Stellantis, the European group, shipped some 10% fewer cars in the first half compared with a year earlier. Its operating profit fell by around 40%, and it just reached its target of a “double-digit” margin. After factoring in capitalised research costs, Jefferies reckons its margin was less than 9%. The slump is a blot on Stellantis’ stellar reputation for efficiency, deriving both from CEO Carlos Tavares’ cost-cutting skills, and its profitable U.S. division.

Meanwhile, Nissan’s 99% year-on-year drop in operating profit for the quarter ending in June and the decision to revise down its full-year earnings forecast will undermine the fragile confidence in its turnaround, and shares fell by as much as 11% in intraday trade. That had seemed to be gathering steam last year when its operating profit hit 569 billion yen, similar to 2017, before allegations of former Chairman Carlos Ghosn’s misconduct threw the company into disarray.

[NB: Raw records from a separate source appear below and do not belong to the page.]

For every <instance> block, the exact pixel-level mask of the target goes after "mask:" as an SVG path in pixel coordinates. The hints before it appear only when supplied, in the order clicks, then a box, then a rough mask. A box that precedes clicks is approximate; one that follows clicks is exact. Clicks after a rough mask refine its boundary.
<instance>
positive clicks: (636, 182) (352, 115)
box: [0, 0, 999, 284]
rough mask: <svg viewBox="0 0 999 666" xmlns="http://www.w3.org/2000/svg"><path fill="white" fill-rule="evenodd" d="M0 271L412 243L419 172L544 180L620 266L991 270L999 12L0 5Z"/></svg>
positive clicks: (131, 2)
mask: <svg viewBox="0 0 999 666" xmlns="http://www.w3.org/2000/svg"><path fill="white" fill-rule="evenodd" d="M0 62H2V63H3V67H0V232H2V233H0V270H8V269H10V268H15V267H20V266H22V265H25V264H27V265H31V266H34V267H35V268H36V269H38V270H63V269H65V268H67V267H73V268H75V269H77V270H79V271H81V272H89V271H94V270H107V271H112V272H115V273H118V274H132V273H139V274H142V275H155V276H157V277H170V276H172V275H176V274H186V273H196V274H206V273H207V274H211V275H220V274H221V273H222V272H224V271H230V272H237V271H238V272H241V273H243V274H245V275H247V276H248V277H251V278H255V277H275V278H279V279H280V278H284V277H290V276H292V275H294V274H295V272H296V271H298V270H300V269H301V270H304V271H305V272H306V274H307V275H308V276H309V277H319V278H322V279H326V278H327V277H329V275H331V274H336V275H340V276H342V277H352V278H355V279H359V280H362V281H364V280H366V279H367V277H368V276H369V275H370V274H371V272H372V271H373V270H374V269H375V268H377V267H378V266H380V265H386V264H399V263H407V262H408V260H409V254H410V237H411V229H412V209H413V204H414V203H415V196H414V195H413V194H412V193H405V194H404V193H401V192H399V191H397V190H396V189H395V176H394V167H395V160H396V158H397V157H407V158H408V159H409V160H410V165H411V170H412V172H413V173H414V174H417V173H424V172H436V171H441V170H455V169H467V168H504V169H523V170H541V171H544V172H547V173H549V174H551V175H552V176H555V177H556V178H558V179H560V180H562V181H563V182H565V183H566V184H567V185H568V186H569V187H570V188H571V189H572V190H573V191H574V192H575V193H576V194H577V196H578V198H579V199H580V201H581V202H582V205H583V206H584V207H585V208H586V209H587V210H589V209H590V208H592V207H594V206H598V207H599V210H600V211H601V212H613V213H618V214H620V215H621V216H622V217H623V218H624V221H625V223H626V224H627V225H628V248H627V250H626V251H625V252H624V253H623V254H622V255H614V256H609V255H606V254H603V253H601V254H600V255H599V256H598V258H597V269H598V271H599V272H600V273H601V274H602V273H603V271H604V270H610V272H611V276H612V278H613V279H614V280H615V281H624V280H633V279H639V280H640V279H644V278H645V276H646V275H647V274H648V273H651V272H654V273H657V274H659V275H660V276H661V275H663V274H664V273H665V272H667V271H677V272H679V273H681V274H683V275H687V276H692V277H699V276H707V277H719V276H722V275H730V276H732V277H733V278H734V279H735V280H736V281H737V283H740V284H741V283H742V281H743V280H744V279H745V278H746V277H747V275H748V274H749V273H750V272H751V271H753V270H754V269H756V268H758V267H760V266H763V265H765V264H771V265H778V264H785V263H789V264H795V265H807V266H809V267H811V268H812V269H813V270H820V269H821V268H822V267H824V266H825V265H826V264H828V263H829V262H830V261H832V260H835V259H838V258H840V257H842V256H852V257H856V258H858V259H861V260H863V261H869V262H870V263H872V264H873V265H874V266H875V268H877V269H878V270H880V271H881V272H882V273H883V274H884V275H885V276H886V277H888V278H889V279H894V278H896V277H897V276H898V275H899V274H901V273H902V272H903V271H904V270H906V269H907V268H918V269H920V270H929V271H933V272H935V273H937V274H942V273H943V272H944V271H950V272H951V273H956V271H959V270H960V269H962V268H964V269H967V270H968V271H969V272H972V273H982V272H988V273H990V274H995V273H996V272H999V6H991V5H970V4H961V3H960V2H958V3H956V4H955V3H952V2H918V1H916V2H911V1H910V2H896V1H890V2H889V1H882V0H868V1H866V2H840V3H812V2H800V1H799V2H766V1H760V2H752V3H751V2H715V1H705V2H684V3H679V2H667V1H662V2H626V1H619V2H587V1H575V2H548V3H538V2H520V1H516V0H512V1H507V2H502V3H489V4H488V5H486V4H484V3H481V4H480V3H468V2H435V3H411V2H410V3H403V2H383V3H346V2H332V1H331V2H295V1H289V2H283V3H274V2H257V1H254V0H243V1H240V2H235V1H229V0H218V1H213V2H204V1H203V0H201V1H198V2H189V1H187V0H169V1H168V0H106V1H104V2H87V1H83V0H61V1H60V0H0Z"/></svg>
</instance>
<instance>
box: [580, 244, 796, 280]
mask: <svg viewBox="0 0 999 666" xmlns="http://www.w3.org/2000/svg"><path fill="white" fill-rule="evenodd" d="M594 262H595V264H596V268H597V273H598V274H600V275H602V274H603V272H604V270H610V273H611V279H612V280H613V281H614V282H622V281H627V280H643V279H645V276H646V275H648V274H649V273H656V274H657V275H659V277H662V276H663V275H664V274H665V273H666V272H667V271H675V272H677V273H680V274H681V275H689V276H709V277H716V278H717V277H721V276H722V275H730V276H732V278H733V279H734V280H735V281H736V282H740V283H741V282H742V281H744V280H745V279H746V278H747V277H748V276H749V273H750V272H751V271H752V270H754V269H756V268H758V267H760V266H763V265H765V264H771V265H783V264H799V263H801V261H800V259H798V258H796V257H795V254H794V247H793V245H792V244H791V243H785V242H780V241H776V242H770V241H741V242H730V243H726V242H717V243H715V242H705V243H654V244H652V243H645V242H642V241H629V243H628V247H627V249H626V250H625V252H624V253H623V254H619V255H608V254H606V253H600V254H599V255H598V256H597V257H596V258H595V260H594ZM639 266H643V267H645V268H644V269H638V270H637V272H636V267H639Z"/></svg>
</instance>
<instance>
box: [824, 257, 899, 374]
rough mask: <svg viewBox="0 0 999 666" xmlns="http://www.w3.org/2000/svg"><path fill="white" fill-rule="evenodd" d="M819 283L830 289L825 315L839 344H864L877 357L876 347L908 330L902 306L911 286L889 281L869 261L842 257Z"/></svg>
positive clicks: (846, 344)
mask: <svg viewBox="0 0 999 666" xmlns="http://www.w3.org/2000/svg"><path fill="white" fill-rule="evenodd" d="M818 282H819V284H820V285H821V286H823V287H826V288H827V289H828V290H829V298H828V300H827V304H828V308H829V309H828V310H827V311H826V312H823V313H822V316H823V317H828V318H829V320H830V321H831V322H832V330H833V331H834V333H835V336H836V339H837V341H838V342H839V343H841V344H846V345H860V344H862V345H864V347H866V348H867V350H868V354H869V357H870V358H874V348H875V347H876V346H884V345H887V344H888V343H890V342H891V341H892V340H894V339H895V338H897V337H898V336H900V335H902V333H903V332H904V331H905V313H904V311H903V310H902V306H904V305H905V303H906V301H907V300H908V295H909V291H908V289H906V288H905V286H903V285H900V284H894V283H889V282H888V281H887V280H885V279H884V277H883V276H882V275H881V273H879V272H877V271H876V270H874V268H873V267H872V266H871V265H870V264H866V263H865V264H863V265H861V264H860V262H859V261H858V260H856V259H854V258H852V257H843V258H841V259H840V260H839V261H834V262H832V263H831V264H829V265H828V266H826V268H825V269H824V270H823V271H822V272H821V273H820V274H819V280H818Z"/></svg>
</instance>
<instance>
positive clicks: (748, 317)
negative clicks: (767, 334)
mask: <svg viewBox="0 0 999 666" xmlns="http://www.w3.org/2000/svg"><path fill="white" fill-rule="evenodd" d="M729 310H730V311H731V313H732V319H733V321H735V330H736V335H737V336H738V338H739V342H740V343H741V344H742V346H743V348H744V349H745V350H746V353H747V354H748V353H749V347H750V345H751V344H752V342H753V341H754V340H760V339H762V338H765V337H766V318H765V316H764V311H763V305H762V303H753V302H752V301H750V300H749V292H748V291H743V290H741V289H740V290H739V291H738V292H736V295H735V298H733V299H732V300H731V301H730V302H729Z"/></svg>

Nissan reckons there are better days just round the corner: the company is reducing production and launching fresh models later this year, which it hopes will drive U.S. inventory down by as much as a fifth between the first and third quarter.

Stellantis is still promising a “double-digit” margin this year, implying at least some stability. Tavares is pledging to regain market share and cut costs. A “blitz” of fresh launches, like the affordable Citroen C3 electric car, may help.

However, investors will struggle to keep faith, given that the headwinds are gathering speed. Nomura forecasts that U.S. industry inventories will rise to over 3 million vehicles by the year end. That implies renewed pressure on prices, or future production cuts. And consumers’ appetite for jazzy new models may wane if central banks don’t cut rates quickly. The troubles are not in carmakers’ rear view mirrors quite yet.

Context News

Stellantis reported weaker-than-expected results for the first half of 2024, amid weak pricing and falling volumes in North America. Revenue fell 14% to 85 billion euros from the same period in 2023, while operating income stood at 8.46 billion euros, down 48%, equivalent to a margin of 10%. Stellantis reiterated its guidance for a “double-digit” operating margin for 2024. Nissan Motor reported a net profit of 29 billion yen ($190 million) for April to June, down 73% from a year earlier. Operating profit fell 99% to 1 billion yen over the same period, while revenue rose 2.8% to 3 trillion yen. The company also revised down its earnings forecasts for the full year, cutting estimated operating profit for 2024 to 500 billion yen, from 600 billion yen. However, it revised its sales forecast up to 14 trillion yen from 13.6 trillion yen.